The campaign encourages AAA associates, members and the general public to donate new, unused school supplies. The local schools supported by the collection drive are chosen by AAA associates. After the donations are collected, AAA associates will deliver the supplies to their chosen school.

“AAA cares deeply about the communities in which we live and serve,” said Lori Weaver Hawkins, the manager of public and government affairs at AAA Blue Grass. “AAA aims to ensure students have what they need when they get to school, which not only takes pressure off families but gets the school year started right.”

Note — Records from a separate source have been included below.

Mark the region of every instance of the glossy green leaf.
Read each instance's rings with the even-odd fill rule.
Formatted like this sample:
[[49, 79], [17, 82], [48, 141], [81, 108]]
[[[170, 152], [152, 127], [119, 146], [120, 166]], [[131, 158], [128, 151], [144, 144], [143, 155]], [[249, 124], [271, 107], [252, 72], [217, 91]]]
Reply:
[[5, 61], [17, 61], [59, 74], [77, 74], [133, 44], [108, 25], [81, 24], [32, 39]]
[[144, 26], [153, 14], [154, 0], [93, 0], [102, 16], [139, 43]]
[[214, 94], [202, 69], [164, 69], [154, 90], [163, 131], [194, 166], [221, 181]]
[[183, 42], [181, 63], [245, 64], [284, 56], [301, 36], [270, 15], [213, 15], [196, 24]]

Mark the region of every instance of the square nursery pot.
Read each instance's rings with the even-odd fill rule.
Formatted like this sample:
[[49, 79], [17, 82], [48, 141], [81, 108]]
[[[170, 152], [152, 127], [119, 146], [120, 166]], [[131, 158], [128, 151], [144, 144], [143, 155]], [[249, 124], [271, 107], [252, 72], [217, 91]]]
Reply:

School supplies may be dropped off at the following AAA locations in Lexington:

• AAA Palomar, 3710 Palomar Centre Drive
• AAA Hamburg, 3008 Atkinson Avenue
• AAA Fleet Facility, 1008 Eastland Drive East

Helping Students Inside and Outside the Classroom

When dropping off donations, the public is encouraged to take AAA’s “Don’t Drive Intexticated” pledge. AAA’s multi-year initiative, “Don’t Drive Intoxicated — Don’t Drive Intexticated” campaign links the impact of drinking and driving with distracted driving.

Research shows both are comparably dangerous, killing and injuring drivers, passengers, pedestrians and cyclists. A person using a cellphone while driving is four times as likely to be involved in a crash as drivers who are not.

Motorists can also sign the pledge online at AAA.com.

Distracted driving a major concern in Kentucky

A recent AAA poll of Kentucky motorists found that 92 percent are very or somewhat concerned for their safety due to other drivers being distracted by electronic devices. Yet, despite the growing concern, 80 percent say they see more drivers around them distracted by electronic devices every day.

“With more distractions than ever and the school year about to begin, motorists need to make a new commitment to put the phone away and watch out for students,” said Weaver Hawkins.